そんな日曜夜に放送されているドラマ「ホットスポット」。バカリズムが脚本を務め、公式サイトをみると「地元系エイリアン・ヒューマン・コメディ」と聞いたことのない字面が並ぶ。さらには「不思議な出来事が起こったり起こらなかったりする」と相当ゆるい展開が予想される。

バカリズムといえば、ドラマ「ブラッシュアップライフ」が記憶に新しい。タイムループものらしく物語の緻密な設計とバカリズムらしい会話劇が加わり、安藤サクラはじめ実力派俳優が出演していたこともあり話題になった。それまでも脚本を手がけていたが、この作品で一気に人気脚本家としての地位を確保したのではないだろうか。

そこで今回紹介したいのは「ホットスポット」に宇宙人役で出演している角田晃広。主人公・遠藤(市川実日子)が務めるホテルの同僚であり、ひょんなことから宇宙人であることを告白する。角田といえばお笑いトリオ、東京03でボケを担当している。東京03といえば、上質なコントが持ち味で、チケットが取れないことでも有名である。

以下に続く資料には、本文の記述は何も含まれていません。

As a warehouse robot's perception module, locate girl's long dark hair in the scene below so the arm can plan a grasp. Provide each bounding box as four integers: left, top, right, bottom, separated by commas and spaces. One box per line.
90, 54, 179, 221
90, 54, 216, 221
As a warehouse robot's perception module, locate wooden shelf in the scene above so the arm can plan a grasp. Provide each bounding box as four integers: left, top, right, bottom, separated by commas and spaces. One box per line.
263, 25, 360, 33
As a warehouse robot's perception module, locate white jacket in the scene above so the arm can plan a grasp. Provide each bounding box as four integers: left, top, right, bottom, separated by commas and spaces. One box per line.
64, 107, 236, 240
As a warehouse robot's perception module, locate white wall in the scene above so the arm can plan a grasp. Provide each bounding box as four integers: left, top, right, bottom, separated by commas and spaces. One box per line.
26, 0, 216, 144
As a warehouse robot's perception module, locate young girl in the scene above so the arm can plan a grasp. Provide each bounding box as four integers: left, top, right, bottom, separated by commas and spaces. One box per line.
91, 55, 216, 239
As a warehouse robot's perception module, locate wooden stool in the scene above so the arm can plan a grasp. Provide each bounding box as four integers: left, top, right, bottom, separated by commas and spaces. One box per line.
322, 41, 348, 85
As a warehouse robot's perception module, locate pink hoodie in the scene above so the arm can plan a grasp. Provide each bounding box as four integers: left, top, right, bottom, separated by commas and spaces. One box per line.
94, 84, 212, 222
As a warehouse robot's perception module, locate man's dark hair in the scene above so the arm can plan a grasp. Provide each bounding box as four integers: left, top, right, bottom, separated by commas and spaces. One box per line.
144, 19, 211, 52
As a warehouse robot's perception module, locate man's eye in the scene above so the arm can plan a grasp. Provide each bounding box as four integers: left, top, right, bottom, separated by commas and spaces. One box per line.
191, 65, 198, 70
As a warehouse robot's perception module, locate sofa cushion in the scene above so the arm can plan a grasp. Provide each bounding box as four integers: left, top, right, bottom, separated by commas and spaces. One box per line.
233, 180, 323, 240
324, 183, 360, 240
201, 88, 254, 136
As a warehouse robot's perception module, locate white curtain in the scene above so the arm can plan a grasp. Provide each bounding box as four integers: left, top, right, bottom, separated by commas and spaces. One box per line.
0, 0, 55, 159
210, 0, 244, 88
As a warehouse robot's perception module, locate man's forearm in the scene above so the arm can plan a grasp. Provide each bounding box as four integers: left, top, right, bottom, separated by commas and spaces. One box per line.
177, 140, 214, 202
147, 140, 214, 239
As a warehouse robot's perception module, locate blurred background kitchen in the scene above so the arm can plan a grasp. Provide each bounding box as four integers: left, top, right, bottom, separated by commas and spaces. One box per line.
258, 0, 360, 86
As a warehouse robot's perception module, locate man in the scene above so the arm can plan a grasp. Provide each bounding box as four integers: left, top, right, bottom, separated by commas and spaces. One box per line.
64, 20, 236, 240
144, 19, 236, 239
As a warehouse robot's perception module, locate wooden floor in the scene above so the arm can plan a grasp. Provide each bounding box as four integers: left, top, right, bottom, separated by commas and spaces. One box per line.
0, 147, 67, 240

角田自身、2011年ごろからコンスタントにドラマや映画に出演しているが、2021年のドラマ「大豆田とわ子と三人の元夫」での印象が強い。芸人さんが俳優をやっている感は全くなく、普通に俳優として物語の中に溶け込んでいた。あと、今回もだが間の取り方がとにかくうまい。コントのクオリティーをみるかぎり驚くことではないが、俳優を本業としている人が見ると、芸人さんにあの芝居をされるとお手上げではないだろうか。

物語はまだ序盤だが、学校の体育館の天井に挟まったバレーボールを取るなど、宇宙人の能力を無駄遣いしているとしか思えない展開が続く。バカリズム脚本に角田晃広、数年前ならドラマとして考えられない組み合わせだが、業界に旋風を巻き起こすのではないかと思う。そして、憂うつな日曜夜にホッとでき、明日からゆるーく頑張ろうと思わせる希少なドラマになりそう。今後の展開に期待です。(ニッカンスポーツ・コム/芸能コラム「映画監督・谷健二の俳優研究所」)

◆谷健二(たに・けんじ)1976年(昭51)、京都府出身。大学でデザインを専攻後、映画の世界を夢見て上京。多数の自主映画に携わる。その後、広告代理店に勤め、約9年間自動車会社のウェブマーケティングを担当。14年に映画「リュウセイ」の監督を機にフリーとなる。映画以外にもCMやドラマ、舞台演出に映画本の出版など多岐にわたって活動中。また、カレー好きが高じて南青山でカレー&バーも経営している。最近では映画「その恋、自販機で買えますか?」「映画 政見放送」、10月18日には映画「追想ジャーニー リエナクト」が公開。